Ia memulai langkahnya dengan belajar di DJ School, di mana ia mendapatkan ilmu sekaligus pengalaman melalui program job training.
”Awalnya dari DJ School, saya mulai dapat tawaran tampil di berbagai klub dan event,” tuturnya saat ditemui Lombok Post di kawasan wisata Senggigi belum lama ini.
Tak hanya tampil di acara lokal, DJ Anjani Barbie, nama panggungnya juga aktif berpartisipasi dalam event yang digelar instansi pemerintah hingga Badan Narkotika Nasional (BNN).
Keikutsertaannya dalam acara-acara tersebut menjadi sarana untuk memperkenalkan pariwisata NTB ke khalayak luas dan membantu pemerintah melawan peredaran narkotika.
”Acara seperti ini sangat penting untuk promosi. Contohnya, seorang DJ bisa diundang tampil di tempat wisata atau acara tahun baru,” katanya.
Kini, jadwal manggung Anjani semakin padat. Ia kerap diundang ke berbagai kota seperti Kupang, Jakarta, Surabaya, Batam, Papua, hingga Bangka Belitung. Meski begitu, ia tetap memiliki cita-cita besar untuk daerah asalnya.
”Saya ingin NTB menjadi destinasi wisata yang lebih maju. Saya sering membawa nama NTB dalam setiap acara yang saya hadiri,” ujarnya penuh semangat.
Keberhasilan Anjani tak lepas dari dukungan keluarga. Ia mengaku kecintaan keluarganya pada seni dan musik memberi motivasi besar. Yang membedakan Anjani dari DJ lainnya adalah dedikasinya dalam menciptakan musik yang unik.
Ia memadukan instrumen musik modern dengan alat musik tradisional khas Indonesia. ”Tujuannya untuk mengenalkan musik daerah ke dunia sekaligus meningkatkan popularitas budaya kita di kancah internasional” jelasnya.
Baca Juga: Pemkot Mataram dan Lombok Post Gelar Lomba Posyandu
Musik yang ia ciptakan tak hanya menghibur, tetapi juga menginspirasi penonton. Tak hanya fokus pada karier, Anjani juga bermimpi mendirikan sekolah DJ di masa depan. Tujuannya agar bisa berbagi ilmu dan pengalaman kepada generasi muda.

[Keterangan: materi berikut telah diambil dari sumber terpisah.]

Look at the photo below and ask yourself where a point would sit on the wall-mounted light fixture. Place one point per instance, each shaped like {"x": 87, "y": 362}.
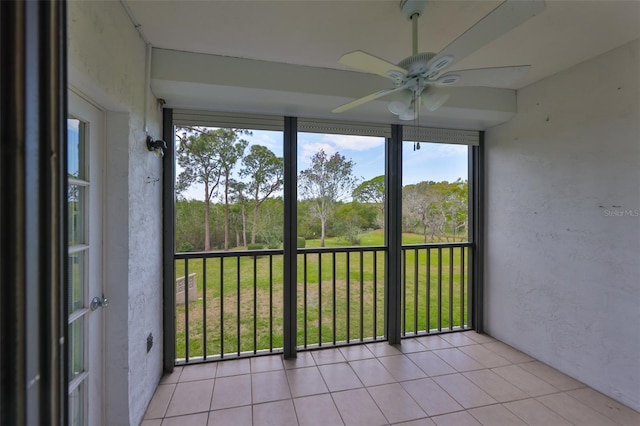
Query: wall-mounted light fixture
{"x": 158, "y": 146}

”Saya ingin lebih banyak orang yang menjadikan musik sebagai media untuk membangun identitas budaya Indonesia. Agustus rencananya buka DJ School,” katanya.
Dalam waktu dekat, Anjani juga berencana mengikuti kegiatan penyuluhan di kampus dan sekolah.
Langkah kecil ini diharapkan menjadi awal dari kontribusinya untuk membangun generasi baru yang kreatif sekaligus mencintai budaya Indonesia.
”Insya Allah, saya akan terus melangkah maju,” tutupnya dengan senyuman.